DeBeauvoir also provided the state’s first legally issued same-sex marriage license four months earlier — as ordered by then-District Judge David Wahlberg, who ruled that the Texas ban on same-sex marriage violated the rights to equal and fair treatment under the law for Sarah Goodfriend and Suzanne Bryant, particularly after Goodfriend had been diagnosed with ovarian cancer. Attorney General Ken Paxton sued to overturn the marriage as a violation of state law and an overreach by the judge.

Wahlberg would later play a bigger role in DeBeauvoir’s life.

DeBeauvoir’s ex-husband, dentist Ben Smithers, died in 2018 after a heart attack. They had known each other for 30 years and were married for 15 of them. “I loved him very much, and when he died, I thought my life was over,” she said.

Wahlberg offered to take her sailing, something she had enjoyed doing with Smithers, and their friendship grew. “I realized what a kind and sweet person he was. He was just a gentle giant. I’m kind of smitten with him,” DeBeauvoir said.

With her personal life in order, DeBeauvoir said she is ready to focus on what’s next, including work in the field of election ethics in the United States and support for elections internationally.
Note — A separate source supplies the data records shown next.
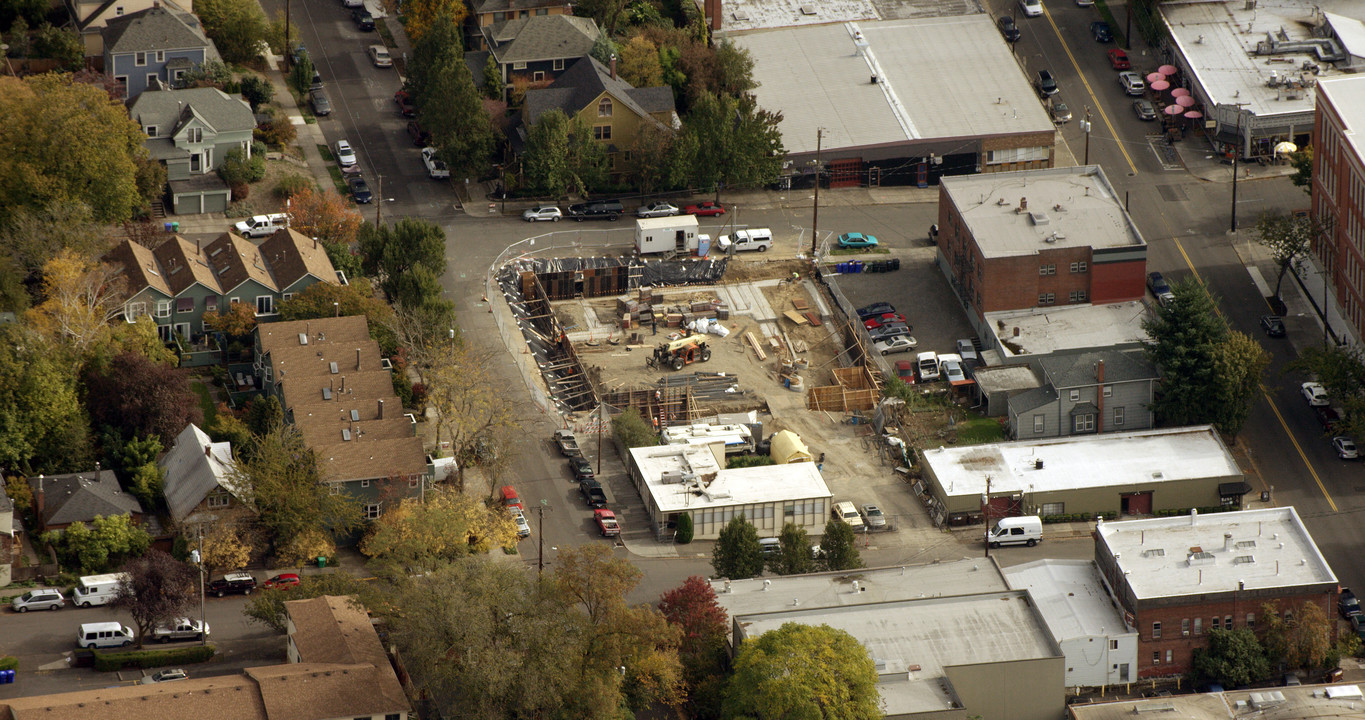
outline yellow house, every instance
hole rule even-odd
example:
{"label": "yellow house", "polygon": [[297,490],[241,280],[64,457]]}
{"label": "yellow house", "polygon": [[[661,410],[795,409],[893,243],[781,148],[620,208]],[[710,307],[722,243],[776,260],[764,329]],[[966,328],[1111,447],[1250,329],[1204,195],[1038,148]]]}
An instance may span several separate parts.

In 1994, while serving as a United Nations elections observer in South Africa, a car bomb exploded nearby, showering her with shattered glass and filling the room with smoke. It was that country’s first election in which all races were allowed to vote, and the bomb set by white extremists killed 10 people.

The experience didn’t dissuade DeBeauvoir from taking election monitoring assignments in Bosnia, Bangladesh and Kosovo from 1995-99. “It made me angry that anybody would try to do that to an election,” she said.